The Relationship Between Health Screening Behaviors, Practices and Workload of Family Physicians

Aysel Aydoğan Köken, Gizem Limnili, Nilgün Özçakar

Keywords: Health screening behavior, Workload

Primary care physicians play a critical role in health screening. This role emerges with physicians' increased awareness of the social, environmental and societal determinants of health, with the ability to recognize and intervene with patients' individual risk factors. In daily practice, family physicians need to deal with this work as well as diagnosis and treatment. Therefore, the relationship between family physicians' health screening behaviors and practices and workload is important.

Research questions:
What is the relationship between health screening behaviors, practices and workload of family physicians in İzmir, Turkey?
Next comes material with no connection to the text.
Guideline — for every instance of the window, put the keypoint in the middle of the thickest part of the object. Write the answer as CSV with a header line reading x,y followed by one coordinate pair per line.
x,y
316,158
This cross-sectional study was conducted with 259 family physicians working in Family Health Center (FHC)s in Izmir. Questionnaire that has sociodemographic data, questions evaluating family physicians’ health screening behavior and workload was applied. In analyzing t test, ANOVA and correlation analysis were used. p<0.05 was considered significant.

The mean age was 53.53±5.96 years. 43.6% were female and 89.2% were married. Time worked as a family physician is 13.36±4.85 (Min:2-Max:30) years. Mean score of health screening behavior was found 3.67±0.45. Workload mean score was found to be 3.49±0.58. It was found to be significantly higher both in the group with a high mean number of patients given daily health care (3.62 ± 0.46; p<0.001) and in the group with a high mean number of patients enrolled in the FHC.

Making the time to provide preventive services is one of the most challenging obstacles, as many of physicians work in systems that reward patient care as a performance appraisal. Decrease in the number of patients registered in the FHC; it will reduce the workload of family physicians to make health screenings more common and regular. The screening risk assessment approach, which includes the basic provisions for disease prevention and screening throughout the life cycle, provides the community oriented primary care approach.

Points for discussion:
Adjusting physicians’ medical practices to improve screening and disease prevention practices in adults is important in reducing the workload.